Health workers 'doing whatever they can'

WHO's Dr. Harris described in detail the dire situation at Al-Shifa hospital, which is a focus of operations by the Israeli Defense Forces which claim that Hamas had established a command centre under the hospital - an allegation denied by medical staff.

Speaking of the "heroic" health workers, Dr. Harris said that they are "doing whatever they can to keep going" while the facility has been without power since 11 November and there was not enough food and clean water. Some 700 patients were still present at the site and more than 400 health staff, in addition to around 3,000 displaced persons who had sought refuge there. Dr. Harris said that 28 patient deaths have been reported in the last 48 hours.

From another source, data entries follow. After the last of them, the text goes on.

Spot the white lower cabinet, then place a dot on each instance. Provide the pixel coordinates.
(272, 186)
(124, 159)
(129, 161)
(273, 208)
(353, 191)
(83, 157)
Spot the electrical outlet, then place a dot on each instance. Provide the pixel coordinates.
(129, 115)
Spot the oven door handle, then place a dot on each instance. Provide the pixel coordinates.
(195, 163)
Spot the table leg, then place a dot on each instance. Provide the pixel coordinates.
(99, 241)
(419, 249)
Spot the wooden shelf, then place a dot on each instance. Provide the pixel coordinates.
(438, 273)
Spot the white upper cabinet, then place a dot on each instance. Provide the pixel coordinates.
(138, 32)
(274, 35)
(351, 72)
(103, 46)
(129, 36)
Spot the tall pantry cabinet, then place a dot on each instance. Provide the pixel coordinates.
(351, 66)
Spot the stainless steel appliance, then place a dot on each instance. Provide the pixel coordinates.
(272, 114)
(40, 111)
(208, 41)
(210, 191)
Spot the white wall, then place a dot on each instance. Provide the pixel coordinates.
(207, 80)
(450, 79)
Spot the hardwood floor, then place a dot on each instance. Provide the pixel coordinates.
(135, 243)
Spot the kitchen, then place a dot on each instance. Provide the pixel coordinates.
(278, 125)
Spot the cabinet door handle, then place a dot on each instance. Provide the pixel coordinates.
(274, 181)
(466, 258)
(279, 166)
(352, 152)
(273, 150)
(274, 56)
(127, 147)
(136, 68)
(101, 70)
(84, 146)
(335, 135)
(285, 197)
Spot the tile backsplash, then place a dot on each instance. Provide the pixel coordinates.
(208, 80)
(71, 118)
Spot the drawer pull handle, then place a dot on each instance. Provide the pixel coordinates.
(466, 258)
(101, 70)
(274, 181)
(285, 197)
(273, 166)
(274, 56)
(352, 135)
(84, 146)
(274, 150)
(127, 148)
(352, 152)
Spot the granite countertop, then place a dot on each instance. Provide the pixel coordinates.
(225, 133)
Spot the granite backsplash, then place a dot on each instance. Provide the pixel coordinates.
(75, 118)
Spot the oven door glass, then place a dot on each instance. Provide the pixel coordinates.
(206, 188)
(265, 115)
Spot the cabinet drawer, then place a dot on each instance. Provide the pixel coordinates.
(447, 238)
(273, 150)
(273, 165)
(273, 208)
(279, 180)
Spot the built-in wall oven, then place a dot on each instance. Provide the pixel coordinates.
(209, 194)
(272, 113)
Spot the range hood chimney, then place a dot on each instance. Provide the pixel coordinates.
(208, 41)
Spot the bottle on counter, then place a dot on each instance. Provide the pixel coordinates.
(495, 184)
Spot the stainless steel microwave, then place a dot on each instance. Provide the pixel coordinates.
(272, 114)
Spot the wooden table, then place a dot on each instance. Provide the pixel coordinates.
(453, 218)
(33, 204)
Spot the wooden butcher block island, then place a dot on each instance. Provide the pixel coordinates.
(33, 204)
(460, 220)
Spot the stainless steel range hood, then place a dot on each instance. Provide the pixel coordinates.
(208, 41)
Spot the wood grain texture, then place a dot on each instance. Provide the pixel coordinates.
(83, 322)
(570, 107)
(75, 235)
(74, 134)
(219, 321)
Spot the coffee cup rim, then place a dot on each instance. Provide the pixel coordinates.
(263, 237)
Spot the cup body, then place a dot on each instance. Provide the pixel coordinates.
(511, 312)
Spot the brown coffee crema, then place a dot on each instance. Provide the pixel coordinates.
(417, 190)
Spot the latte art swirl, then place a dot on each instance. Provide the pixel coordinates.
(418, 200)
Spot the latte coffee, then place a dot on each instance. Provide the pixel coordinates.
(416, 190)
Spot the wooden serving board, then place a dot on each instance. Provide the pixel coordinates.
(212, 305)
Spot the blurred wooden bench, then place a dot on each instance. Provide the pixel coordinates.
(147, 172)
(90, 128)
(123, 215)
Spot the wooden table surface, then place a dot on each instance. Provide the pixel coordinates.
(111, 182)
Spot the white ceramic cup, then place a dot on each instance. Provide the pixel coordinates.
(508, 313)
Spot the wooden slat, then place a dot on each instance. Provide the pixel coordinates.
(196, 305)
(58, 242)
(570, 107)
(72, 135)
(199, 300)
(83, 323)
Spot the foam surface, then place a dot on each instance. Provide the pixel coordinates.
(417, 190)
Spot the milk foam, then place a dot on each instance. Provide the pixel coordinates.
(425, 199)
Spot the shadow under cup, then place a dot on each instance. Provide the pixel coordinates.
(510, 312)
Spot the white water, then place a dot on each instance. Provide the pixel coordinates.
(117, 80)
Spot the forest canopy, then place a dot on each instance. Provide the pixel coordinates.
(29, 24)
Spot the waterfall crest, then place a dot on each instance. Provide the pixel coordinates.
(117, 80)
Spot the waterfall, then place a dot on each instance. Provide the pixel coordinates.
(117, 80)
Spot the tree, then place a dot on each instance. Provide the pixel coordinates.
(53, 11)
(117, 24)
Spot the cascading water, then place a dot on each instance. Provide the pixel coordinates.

Meanwhile, news reports on Tuesday morning indicated that the Israeli military offered to provide incubators to Al-Shifa hospital, where 36 premature babies require constant care. As many as six premature babies had reportedly died over the past three days as their incubators were unable to function owing to the lack of electricity.

Evacuation 'very difficult'

Asked about the possibility of evacuating patients, Dr. Harris explained that all of those remaining at Al-Shifa required critical support to stay alive. Moving them them "would be a very difficult thing to ask in the best circumstances", Dr. Harris said, let alone amid bombing, armed clashes and a lack of fuel for ambulances.

"The best way would be to stop the hostilities right now and focus on saving lives, not taking lives," she insisted.

Record number of attacks on health care

Some 135 attacks on health facilities have been documented in Gaza over the course of the past month, and WHO's Dr. Harris said that this was the highest number recorded in such a short amount of time.

"I hope this is the worst we ever see," she said.

The WHO spokesperson pointed to an "increasing trend" of attacks on health care, also seen in other ongoing conflicts in Sudan and in Ukraine. "It seems that somehow the understanding that a hospital must a safe haven, a place where people come to be treated when they are in need, has been forgotten," she told journalists.